Пускай в злодействии вся плавает вселенна,
Моя душа тверда и непременна.
Пусть в мире зависть и бесчестность есть,
Я буду чист! Засим – имею честь!

С достоинством удаляется.

Гена. И все-таки так переводить нельзя!

Профессор. А я что же, утверждаю обратное? Ну, конечно, от Шекспира тут остались рожки да ножки. В каждой строке восторжествовал Сумароков, и никто иной, как Сумаро­ков; не случайно, между прочим, этот Лжегамлет изрекал здесь не только строки из его переделки Шекспира, но и кое-что из собственных сумароковских трагедий. Потом-то научились пере­водить совсем иначе, куда ближе к оригиналу; но все же, по­вторяю, каждый, самый бережный переводчик вносил в перевод что-то свое. Ведь, как ты проницательно заметил, даже в клас­сических переводах Лозинского и Пастернака, где о решитель­ных, глубоких различиях уже и речи быть не может, принц Гамлет предстает все-таки несколько иным. Разным. И это пре­красно! Значит, попытки как можно вернее выразить по-русски характер того же Гамлета или иного героя мировой литерату­ры, – эти попытки необходимы и нескончаемы. Всякий новый переводчик будет стремиться обогатить наше представление о великом произведении, все равно – английском, французском или немецком. Будет вольно или невольно искать в нем то, что волнует нас, может быть, в особенности именно сегодня. Откроет в иноязычном классике, жившем бог знает когда, себя сегодняшнего. То есть и нас тоже. Наши живые чувства и мыс­ли. И если переводчик победил, разве его вклад в нашу жизнь ниже того, который делает писатель, сочиняющий на русском языке? Разве с меньшей благодарностью мы должны назвать и запомнить имя того, кто подарил нам Гете, Шекспира, Рабле, Бальзака, Диккенса? Кто сделал их как бы частью и нашей, рус­ской, родной литературы?..

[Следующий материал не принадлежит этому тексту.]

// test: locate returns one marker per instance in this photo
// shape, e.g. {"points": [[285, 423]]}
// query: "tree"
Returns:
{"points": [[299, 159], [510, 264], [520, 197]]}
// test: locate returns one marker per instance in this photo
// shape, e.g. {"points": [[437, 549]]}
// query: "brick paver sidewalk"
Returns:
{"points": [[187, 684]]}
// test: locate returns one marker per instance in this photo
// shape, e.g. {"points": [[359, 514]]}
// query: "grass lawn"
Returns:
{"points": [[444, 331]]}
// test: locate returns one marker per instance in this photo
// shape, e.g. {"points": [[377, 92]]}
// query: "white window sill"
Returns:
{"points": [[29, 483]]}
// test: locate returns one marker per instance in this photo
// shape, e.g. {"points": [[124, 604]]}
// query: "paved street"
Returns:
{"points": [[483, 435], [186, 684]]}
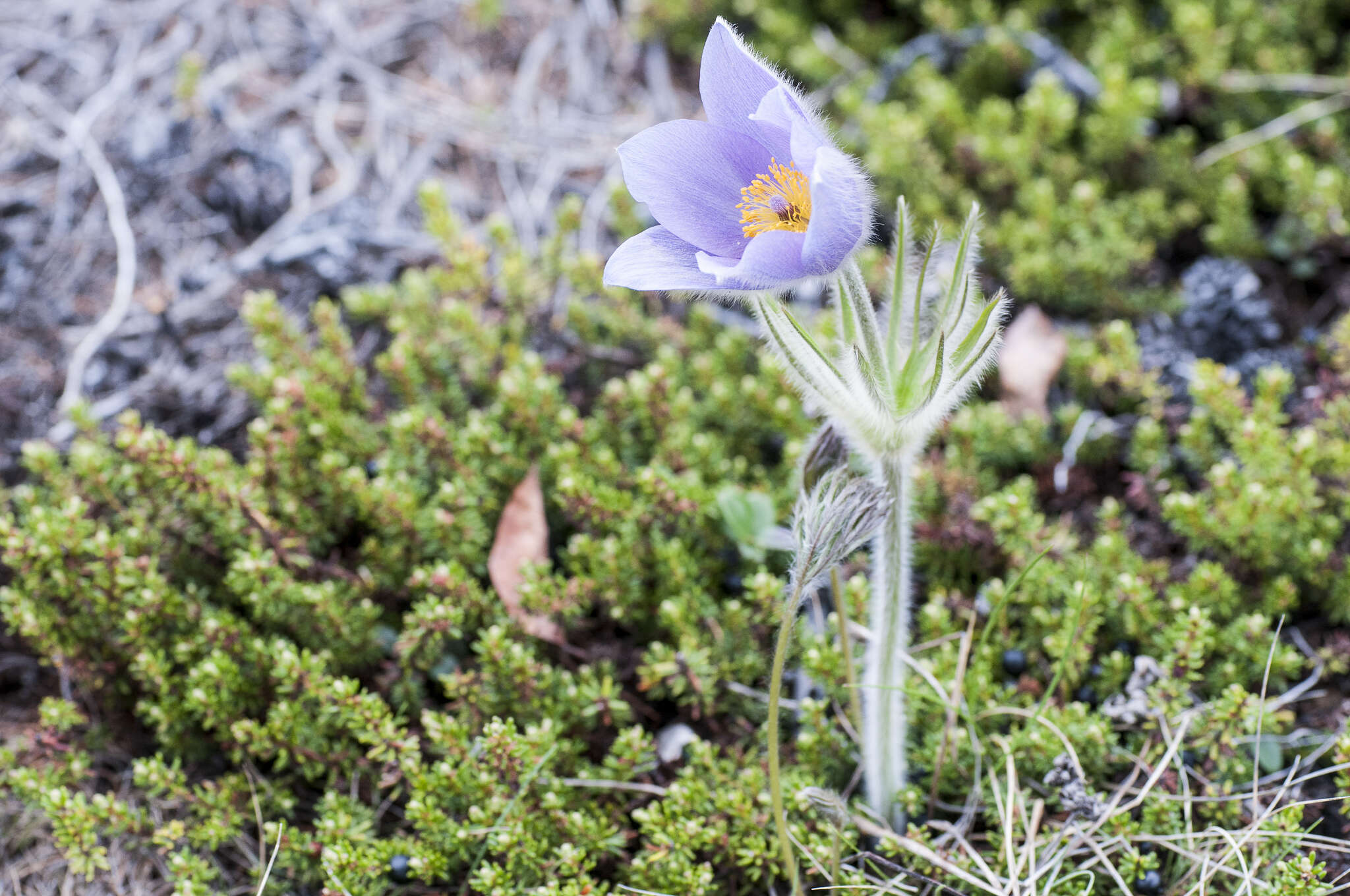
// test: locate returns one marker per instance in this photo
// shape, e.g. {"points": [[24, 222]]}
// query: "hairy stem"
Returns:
{"points": [[775, 779], [855, 695], [883, 675]]}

ТОЛСТЫЙ ТОНКОГО СПРОСИЛ...

Свой последний монолог профессор произнес с таким па­фосом, так выразительно проговорил слова «родная литера­тура», что стало ясно: наступила пора незамедлительно вернуться от Шекспира и Кэрролла к Гоголю и Чехову. Тем более что отыскался подходящий повод. Гена пришел к Архипу Архиповичу, переполненный свежими впечатления­ми: перечитал чеховские рассказы.

Новые приключения в Стране Литературных Героев _10.jpg

Профессор. Ну и молодец. Только почему ты вос­торгаешься с таким видом, словно собираешься извиниться?

Гена. Так это же только так говорится: Чехов! Я ж не ка­кого-нибудь «Дядю Ваню» читал, а просто рассказы. Ранние. Юмористические. (Словно бы в самом деле извиняясь за столь легкомысленное занятие.) Иногда ведь и отдохнуть хочется.

Профессор. Ах, вот в чем дело?.. (Сдержавшись, хотя и видно, как ему хочется сказать Гене, что он о нем думает.) И что же такого юмористического ты прочел? Докладывай. Кайся.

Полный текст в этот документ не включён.